The European Fund and Asset Management Association has published a Comment Paper noting that regulatory concerns around liquidity and counterparty risks in ETFs are "misplaced" - in response to the European Central Bank's findings in November 2018 on such risks.
Among the key points addressed in the Paper is that Efama believes the liquidity in the depth of the secondary market is overlooked.
"This acts as an additional 'layer' of liquidity when compared to ordinary mutual funds," Efama states, adding that there is evidence this helps cushion against sudden market shocks, facilitating share redemptions and trading in underlying securities by authorised participants.
Regarding synthetic ETFs and the use of swaps, Efama notes that Ucits and Emir regimes implement "strict collateral rules"; while the industry overall has benefitted from the use of multiswap counterparty platforms.
And while regulatory work, such as the thematic review led by Iosco is welcome, the Association notes that "any further regulatory action should be carefully calibrated based on evidence, [and] a clearer undersanding of the interaction between ETFs and their broader ecosystems."
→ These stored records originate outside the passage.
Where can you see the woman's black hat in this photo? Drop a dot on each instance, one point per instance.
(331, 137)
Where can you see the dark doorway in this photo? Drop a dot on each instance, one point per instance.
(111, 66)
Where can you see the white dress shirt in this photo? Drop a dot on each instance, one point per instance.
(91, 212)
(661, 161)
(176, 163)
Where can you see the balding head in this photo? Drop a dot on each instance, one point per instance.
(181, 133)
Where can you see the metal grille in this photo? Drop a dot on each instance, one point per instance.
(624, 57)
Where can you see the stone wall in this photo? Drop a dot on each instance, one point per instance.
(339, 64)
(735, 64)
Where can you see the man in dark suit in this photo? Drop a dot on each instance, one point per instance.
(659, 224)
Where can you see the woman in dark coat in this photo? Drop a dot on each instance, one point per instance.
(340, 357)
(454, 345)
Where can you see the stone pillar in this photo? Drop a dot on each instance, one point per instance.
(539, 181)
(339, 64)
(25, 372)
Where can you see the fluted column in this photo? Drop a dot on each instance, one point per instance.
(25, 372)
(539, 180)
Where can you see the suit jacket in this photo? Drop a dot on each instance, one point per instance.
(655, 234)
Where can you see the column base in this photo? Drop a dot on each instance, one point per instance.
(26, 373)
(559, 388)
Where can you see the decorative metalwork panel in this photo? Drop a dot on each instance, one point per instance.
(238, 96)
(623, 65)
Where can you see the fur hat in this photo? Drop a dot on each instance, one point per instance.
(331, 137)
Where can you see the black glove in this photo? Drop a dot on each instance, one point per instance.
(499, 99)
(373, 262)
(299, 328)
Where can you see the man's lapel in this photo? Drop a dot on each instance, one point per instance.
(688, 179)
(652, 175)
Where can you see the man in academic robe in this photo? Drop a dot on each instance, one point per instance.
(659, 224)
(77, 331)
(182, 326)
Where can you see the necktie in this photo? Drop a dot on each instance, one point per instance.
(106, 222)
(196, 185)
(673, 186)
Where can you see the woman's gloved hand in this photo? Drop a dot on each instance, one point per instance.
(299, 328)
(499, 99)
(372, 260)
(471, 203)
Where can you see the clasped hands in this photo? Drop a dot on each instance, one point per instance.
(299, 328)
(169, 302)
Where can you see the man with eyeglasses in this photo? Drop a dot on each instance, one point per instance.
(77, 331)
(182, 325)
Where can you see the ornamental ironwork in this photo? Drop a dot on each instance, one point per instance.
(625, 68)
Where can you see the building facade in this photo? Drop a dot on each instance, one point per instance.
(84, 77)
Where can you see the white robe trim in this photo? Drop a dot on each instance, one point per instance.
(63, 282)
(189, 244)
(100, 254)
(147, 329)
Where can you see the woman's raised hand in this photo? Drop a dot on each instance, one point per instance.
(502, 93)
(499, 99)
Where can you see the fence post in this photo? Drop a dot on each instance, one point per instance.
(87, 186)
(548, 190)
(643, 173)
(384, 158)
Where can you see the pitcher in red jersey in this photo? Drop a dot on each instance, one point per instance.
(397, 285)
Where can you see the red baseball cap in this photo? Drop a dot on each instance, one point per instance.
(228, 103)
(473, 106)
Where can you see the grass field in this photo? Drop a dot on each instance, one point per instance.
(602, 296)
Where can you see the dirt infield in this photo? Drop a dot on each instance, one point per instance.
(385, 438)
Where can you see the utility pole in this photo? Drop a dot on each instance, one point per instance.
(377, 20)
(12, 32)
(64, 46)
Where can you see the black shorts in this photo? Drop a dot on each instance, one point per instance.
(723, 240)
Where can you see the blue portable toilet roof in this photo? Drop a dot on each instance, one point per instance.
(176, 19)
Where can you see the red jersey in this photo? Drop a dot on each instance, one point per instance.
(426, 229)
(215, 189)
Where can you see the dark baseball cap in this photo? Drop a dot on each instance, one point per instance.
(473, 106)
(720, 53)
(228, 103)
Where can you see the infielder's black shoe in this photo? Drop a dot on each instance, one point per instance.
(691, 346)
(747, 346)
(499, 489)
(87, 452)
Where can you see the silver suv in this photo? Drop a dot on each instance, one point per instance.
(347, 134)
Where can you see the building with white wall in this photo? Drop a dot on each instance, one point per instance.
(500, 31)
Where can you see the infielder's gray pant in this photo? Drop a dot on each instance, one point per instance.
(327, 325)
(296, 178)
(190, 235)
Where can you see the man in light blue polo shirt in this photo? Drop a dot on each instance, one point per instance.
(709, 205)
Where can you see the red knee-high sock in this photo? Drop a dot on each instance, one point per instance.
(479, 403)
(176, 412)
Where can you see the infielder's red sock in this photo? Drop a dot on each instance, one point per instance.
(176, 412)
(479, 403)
"Considering the existing regulation, as an example, we note that the recent Mifid II reforms are gradually contributing to greater price transparency and to deeper pools of secondary market liquidity to the benefit of ETF end-users."
"We also believe there is need for a proper classification system, capable of introducing a clear distinction between ETFs - which in Europe are essentially Ucits licensed products - and other exchange traded products - ETPs. Such [a] scheme is intended to help investors more readily assess the risks inherent to each type of ETP, as well as aid regulators to better focus their efforts at protecting investors and guarding financial stability."